Wednesday, February 17, 2010

Congratulation On Marrige Of Friend

twisted relationship with the Writing

I have nothing more to write when I'm losing track of my own desires. What can I say? Censorship has settled in my gut until you no longer feel anything. Romances scare me now, like movies. I see myself too often and they influence my life for a fleeting happiness or a fucking legend.

last night I fucked so hard that I forgot to breathe. Under the covers, sweaty and spent my time, I'm exhausted by retaining my cries. I buried my face in the pillow and I have bitten as I bit the shoulder of the kidult once.

It is through the writings that I feel reborn and I write enough to feel alive. So I go out at night to confront my shyness and my naivety. I go to forget that life is written more like when its echoes reach into my bed. I now live the other side of my literary follies.

Emancipated past 17 years, I always feel the need to beg my creative independence.
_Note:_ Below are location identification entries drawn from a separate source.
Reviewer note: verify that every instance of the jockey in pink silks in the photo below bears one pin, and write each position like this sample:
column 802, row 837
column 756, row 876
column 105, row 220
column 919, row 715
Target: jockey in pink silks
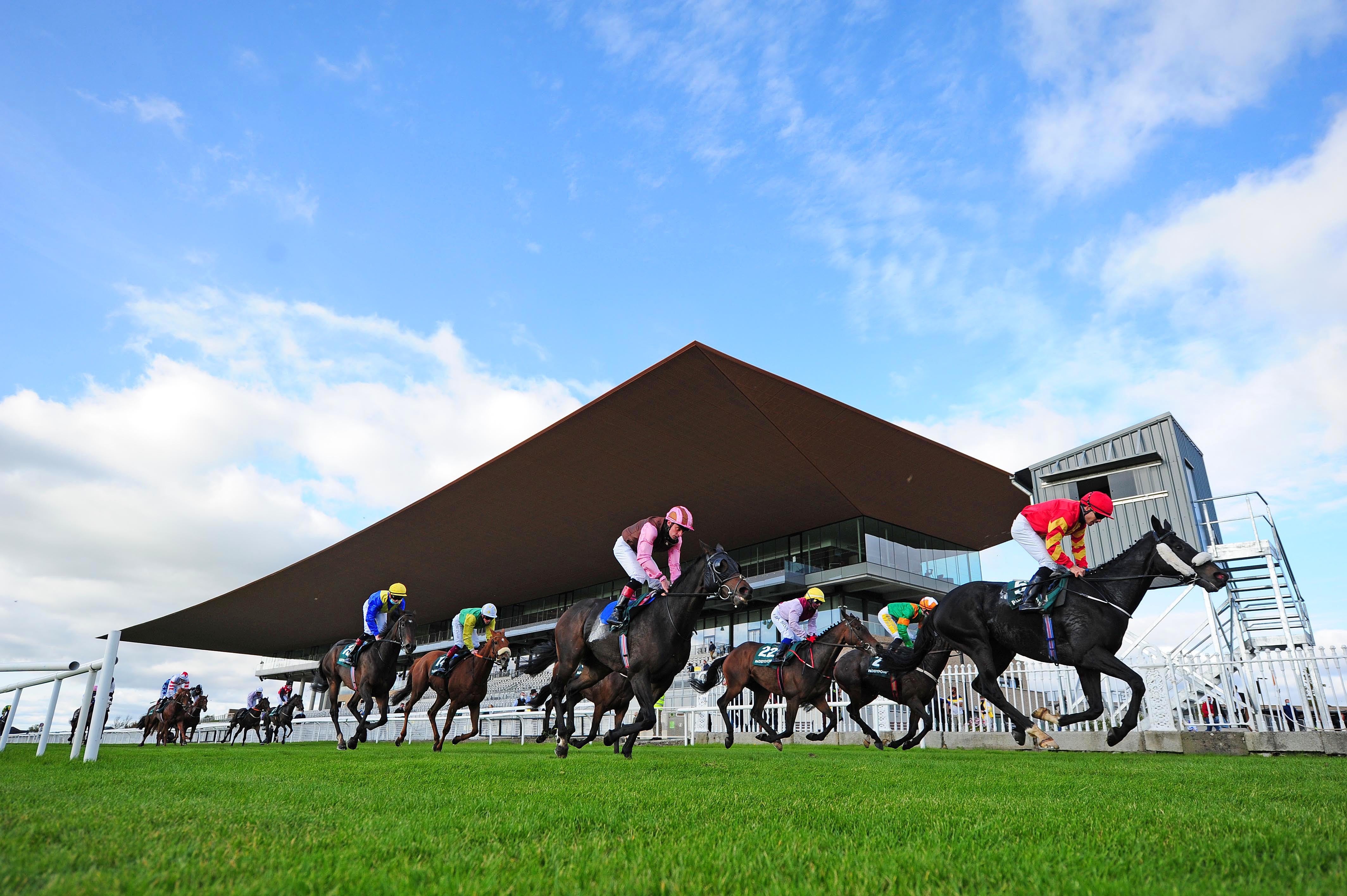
column 635, row 550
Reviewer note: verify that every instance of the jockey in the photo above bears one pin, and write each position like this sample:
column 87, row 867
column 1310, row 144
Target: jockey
column 798, row 619
column 899, row 616
column 635, row 550
column 469, row 623
column 378, row 607
column 173, row 685
column 1040, row 529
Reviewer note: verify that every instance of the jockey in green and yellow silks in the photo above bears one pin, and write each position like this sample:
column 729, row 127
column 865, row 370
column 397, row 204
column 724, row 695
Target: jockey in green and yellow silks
column 896, row 618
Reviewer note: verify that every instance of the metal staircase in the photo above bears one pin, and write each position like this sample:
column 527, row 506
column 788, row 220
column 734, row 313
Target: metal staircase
column 1263, row 607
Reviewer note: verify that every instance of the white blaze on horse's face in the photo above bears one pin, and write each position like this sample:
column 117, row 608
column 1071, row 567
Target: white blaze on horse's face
column 1168, row 556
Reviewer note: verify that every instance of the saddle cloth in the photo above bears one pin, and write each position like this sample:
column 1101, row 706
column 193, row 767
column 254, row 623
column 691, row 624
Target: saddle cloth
column 607, row 616
column 774, row 655
column 1015, row 593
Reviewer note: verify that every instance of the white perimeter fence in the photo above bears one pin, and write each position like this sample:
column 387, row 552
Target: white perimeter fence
column 97, row 671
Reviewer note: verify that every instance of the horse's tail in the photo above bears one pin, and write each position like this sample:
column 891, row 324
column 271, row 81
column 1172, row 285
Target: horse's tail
column 713, row 675
column 903, row 659
column 542, row 657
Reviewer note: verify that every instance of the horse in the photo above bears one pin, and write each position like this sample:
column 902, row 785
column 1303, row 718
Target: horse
column 654, row 651
column 805, row 682
column 465, row 686
column 914, row 690
column 612, row 694
column 247, row 720
column 283, row 719
column 371, row 680
column 1089, row 628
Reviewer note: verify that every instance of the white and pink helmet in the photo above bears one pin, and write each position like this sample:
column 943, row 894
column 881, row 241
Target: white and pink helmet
column 681, row 517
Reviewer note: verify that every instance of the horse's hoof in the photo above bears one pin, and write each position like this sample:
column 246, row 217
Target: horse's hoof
column 1044, row 715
I would like to believe that one day I shall live without crutches, but I know that all these desires come from a need we did not teach me to fill. If one day I let down my pencil with you, make sure you choose the verbs that will guide your actions.

I am a junkie adventures unreal enough to describe them, detoxified by a love that nothing artificial. Yet, I lose, I get bogged down. And I would give my life to continue writing.